その言葉に大きく頷く2人。全く……………あそこまで大げさに対処しなくてもサクヤとモロクなら、もっと素早く一瞬で何とかできたろうに……………だが、そうしなかったのは2人の為を想ってのことだった。


「新しい土地にワクワクするのは悪いこととは言わないが、俺達の旅は常に危険が隣り合わせだということを肝に命じてくれ。どんな強者でも一瞬の油断が命取りとなることもあるんだ」


「「分かったよ(ちゃき)!!」」


うん。こいつら、意外と素直だから憎めないよな…………ってか、一緒に時間を過ごせば過ごす程、似てくるな。






―――――――――――――――――――――






「お主達か、侵入者は……………我に一体、何の用だ?」


頂上についた俺達の目に最初に飛び込んできた光景……………それは巨大な炎竜がこちらを見下ろすところだった。


「勘違いするな。お前に用はない。俺達の目的はそれだ」


俺は目の前に浮かぶ籠手を指して、そう言った。すると、炎竜は口を大きく開けて笑った。


「フハハハハッ!我にそんな生意気な口を利く人間は何十年……………いや、何百年振りか。まぁ、そもそもここへ来れる人間自体、そう多くはないのだがな」


「で?くれるのか?くれないのか?」


「人間、お前こそ勘違いするなよ?我が友好的な態度を示すのはこれきりだ。そして、ここから先は………………力で示せ!!」


そう言うと炎竜は殺気を放ち、身体中から魔力を溢れさせた。


「……………」


「っ!?」


しかし、炎竜は瞬時に自身の行動を止めた。それ以上、続けていると命が危ないと感じたのだろう……………もちろん、炎竜自身の、だ。


「「「「「……………」」」」」


無言で炎竜と同じ芸当をする仲間達。炎竜がいくら強かろうが関係ない。シャウですら、炎竜のそれを上回ってしまっているのだ。しかし、中でもティアがやばかった。自分のことよりも俺に殺気が向けられたという事実にキレてしまっている。

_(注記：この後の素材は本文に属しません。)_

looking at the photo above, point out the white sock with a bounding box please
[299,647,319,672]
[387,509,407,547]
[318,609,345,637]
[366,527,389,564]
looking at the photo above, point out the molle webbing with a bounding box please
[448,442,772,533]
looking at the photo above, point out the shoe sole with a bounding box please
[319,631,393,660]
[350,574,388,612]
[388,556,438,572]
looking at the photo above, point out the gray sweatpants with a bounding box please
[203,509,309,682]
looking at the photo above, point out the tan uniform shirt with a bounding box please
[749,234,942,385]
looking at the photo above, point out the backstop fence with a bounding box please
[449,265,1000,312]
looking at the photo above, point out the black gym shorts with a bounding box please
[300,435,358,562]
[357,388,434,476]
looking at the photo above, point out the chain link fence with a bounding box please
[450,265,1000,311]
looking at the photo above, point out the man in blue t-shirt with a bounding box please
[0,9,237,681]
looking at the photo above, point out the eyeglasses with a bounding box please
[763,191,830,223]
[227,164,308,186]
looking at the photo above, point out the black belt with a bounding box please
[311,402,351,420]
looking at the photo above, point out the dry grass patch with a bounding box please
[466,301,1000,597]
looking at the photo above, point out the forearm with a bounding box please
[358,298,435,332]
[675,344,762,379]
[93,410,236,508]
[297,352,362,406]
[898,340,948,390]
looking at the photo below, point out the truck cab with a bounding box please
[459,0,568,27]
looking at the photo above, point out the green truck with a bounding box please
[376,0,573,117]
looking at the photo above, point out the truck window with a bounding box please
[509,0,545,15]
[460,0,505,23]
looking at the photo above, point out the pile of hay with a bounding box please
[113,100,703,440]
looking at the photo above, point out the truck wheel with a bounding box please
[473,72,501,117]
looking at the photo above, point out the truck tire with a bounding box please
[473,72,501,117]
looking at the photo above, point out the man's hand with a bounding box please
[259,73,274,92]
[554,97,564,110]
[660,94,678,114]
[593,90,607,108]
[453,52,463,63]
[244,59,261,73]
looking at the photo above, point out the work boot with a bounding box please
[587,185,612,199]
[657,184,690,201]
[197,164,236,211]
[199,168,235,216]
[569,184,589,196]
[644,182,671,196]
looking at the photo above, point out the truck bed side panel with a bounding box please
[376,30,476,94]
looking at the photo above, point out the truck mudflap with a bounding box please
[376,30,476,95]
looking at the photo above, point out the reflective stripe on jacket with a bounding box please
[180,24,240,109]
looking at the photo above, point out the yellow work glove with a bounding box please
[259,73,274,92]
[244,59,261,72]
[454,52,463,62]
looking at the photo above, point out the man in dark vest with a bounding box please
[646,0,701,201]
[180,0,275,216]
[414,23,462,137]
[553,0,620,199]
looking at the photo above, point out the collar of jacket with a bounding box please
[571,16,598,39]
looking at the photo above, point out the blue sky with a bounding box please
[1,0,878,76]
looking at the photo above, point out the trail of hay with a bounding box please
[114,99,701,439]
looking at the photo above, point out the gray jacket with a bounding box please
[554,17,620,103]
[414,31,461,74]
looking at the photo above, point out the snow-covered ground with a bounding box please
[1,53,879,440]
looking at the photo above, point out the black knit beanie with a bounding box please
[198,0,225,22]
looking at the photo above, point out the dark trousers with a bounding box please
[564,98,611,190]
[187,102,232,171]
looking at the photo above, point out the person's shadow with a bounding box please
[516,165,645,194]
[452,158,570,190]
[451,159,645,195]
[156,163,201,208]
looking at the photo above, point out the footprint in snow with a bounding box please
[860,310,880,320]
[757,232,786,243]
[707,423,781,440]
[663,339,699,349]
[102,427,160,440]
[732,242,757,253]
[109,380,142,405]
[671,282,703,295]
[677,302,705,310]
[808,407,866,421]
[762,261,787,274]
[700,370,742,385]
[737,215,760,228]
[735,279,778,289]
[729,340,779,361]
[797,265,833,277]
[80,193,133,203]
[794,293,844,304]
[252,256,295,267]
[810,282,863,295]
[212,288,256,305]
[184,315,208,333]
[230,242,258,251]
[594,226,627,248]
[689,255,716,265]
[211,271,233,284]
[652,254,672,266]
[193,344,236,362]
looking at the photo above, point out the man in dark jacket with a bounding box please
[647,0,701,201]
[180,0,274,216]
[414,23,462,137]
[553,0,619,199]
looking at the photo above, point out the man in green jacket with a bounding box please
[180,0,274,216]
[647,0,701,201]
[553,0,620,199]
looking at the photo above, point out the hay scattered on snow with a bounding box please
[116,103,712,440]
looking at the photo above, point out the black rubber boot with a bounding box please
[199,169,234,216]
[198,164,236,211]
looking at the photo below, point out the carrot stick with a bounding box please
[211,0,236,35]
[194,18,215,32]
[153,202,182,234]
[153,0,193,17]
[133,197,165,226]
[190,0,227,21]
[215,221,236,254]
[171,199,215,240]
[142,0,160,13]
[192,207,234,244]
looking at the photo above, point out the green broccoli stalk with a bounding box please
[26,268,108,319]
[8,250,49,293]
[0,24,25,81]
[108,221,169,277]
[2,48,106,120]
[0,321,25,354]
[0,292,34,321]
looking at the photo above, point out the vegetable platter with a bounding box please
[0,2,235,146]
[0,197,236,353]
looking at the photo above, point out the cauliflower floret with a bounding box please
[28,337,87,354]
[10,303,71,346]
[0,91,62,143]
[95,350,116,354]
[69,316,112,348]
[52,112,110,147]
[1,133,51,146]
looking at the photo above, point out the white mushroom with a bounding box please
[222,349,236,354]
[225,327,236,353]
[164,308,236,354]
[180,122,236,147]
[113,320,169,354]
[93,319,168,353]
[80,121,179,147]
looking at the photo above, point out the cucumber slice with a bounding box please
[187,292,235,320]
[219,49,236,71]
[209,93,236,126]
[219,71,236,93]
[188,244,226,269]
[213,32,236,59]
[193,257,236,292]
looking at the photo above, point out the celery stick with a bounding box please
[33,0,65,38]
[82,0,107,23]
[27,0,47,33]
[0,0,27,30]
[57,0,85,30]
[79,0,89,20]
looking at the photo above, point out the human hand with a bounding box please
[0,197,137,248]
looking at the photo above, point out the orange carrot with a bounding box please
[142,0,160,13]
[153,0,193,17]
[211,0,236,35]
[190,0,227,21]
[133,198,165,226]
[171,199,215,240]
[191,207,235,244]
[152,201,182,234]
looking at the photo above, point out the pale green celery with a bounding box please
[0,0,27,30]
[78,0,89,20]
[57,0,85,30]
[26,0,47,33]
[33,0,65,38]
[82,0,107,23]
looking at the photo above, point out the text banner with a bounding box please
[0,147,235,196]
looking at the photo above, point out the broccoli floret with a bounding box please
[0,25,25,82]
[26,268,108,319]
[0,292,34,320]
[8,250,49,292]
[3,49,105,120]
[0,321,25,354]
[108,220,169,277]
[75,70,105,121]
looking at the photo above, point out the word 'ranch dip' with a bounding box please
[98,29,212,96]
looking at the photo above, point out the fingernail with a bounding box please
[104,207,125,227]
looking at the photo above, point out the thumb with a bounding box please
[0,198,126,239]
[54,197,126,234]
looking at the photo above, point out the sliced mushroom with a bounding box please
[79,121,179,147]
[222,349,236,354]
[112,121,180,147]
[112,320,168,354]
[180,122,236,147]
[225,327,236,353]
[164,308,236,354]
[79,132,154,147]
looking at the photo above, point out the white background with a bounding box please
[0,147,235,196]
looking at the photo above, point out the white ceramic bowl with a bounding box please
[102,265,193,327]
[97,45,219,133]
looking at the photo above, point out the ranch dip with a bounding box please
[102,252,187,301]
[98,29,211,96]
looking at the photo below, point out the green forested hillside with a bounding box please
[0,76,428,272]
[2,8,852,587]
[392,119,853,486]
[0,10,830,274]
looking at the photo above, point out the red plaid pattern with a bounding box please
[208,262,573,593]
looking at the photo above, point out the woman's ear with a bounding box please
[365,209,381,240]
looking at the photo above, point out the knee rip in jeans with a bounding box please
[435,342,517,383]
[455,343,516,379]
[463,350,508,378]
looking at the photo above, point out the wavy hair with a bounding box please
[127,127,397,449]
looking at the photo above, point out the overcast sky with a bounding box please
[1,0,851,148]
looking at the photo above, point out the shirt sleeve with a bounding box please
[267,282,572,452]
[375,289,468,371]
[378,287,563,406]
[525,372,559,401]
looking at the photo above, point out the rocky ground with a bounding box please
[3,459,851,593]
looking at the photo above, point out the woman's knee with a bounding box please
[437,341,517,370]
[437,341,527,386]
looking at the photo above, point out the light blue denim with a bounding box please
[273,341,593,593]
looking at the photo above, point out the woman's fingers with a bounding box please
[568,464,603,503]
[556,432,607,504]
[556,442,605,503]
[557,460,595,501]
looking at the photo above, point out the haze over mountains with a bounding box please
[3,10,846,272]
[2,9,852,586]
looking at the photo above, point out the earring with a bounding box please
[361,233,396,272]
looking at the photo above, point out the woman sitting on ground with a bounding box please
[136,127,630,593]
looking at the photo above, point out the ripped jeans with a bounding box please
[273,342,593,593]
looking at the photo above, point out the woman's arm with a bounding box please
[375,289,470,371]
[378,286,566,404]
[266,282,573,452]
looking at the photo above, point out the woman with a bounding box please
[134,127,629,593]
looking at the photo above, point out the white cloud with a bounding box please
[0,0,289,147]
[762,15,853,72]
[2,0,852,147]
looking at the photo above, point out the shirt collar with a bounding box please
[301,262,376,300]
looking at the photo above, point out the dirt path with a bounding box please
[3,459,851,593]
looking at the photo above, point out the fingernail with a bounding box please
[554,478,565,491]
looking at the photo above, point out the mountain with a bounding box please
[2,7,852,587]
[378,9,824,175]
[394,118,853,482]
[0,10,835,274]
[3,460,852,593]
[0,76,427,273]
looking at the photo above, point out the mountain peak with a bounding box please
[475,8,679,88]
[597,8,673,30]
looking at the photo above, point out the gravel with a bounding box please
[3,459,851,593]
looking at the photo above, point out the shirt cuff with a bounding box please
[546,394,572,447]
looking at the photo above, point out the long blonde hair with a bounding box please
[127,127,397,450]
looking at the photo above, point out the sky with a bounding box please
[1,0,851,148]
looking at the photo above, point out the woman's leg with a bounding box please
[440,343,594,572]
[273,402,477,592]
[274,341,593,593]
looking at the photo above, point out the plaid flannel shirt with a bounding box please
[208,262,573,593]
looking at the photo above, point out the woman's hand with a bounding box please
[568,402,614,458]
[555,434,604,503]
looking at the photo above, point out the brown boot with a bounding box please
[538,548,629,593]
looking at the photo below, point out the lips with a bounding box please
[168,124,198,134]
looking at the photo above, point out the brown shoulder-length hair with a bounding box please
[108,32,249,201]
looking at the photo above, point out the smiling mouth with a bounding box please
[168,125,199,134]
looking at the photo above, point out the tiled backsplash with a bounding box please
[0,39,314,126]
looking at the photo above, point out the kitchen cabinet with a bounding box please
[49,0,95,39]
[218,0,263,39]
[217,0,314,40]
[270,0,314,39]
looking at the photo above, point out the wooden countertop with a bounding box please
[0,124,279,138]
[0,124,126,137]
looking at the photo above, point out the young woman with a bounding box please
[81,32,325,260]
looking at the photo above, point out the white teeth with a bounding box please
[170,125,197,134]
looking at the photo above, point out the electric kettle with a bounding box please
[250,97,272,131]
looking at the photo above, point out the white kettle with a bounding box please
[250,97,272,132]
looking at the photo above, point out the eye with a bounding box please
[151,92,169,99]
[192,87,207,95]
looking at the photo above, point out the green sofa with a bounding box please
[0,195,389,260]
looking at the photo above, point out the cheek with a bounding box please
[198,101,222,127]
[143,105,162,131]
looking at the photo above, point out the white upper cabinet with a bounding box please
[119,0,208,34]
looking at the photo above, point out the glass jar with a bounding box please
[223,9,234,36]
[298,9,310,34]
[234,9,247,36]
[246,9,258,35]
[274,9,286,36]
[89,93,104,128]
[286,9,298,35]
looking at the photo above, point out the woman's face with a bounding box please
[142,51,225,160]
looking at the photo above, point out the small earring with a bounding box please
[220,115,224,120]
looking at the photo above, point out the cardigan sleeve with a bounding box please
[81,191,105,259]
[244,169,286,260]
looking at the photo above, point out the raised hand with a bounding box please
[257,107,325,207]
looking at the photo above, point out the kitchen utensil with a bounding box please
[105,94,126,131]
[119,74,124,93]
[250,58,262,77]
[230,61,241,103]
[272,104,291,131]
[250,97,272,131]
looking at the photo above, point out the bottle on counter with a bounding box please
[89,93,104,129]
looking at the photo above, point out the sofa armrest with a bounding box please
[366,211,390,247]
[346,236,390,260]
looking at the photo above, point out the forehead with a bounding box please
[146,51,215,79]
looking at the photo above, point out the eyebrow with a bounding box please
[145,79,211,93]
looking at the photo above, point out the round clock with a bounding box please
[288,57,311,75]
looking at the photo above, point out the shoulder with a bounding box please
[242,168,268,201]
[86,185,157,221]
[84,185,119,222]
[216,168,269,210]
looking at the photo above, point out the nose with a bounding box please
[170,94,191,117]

「落ち着け…………特にティア。悪いのは俺達だろう?なんせ、こいつの住処に土足で踏み込んでしまったのだから」


俺の言葉に殺気と魔力を引っ込めるティア達。ちなみにその間、ビオラとクロガネは2人で抱き合って泣いていた。


「すまない。ほんの冗談のつもりだったんだ」


「こちらこそ、すまない。勝手にお邪魔してしまって」


「い、いや……………大丈夫だ」


炎竜は恐怖からか、ティア達を……………というか、ティアを一切見ずに俺の目を見て話していた。


「…………っ!?」


しかし、それでも怖いもの見たさがあるのか、チラッとティアを見て、彼女がニコッと笑顔を向けると慌てて顔を背けていた……………なんか身体はデカいが反応が可愛いな、こいつ。


「さて、改めて訊こう。その籠手を譲り受けてもいいか?」


俺の言葉に深く頷いた炎竜は次の瞬間、こう言った。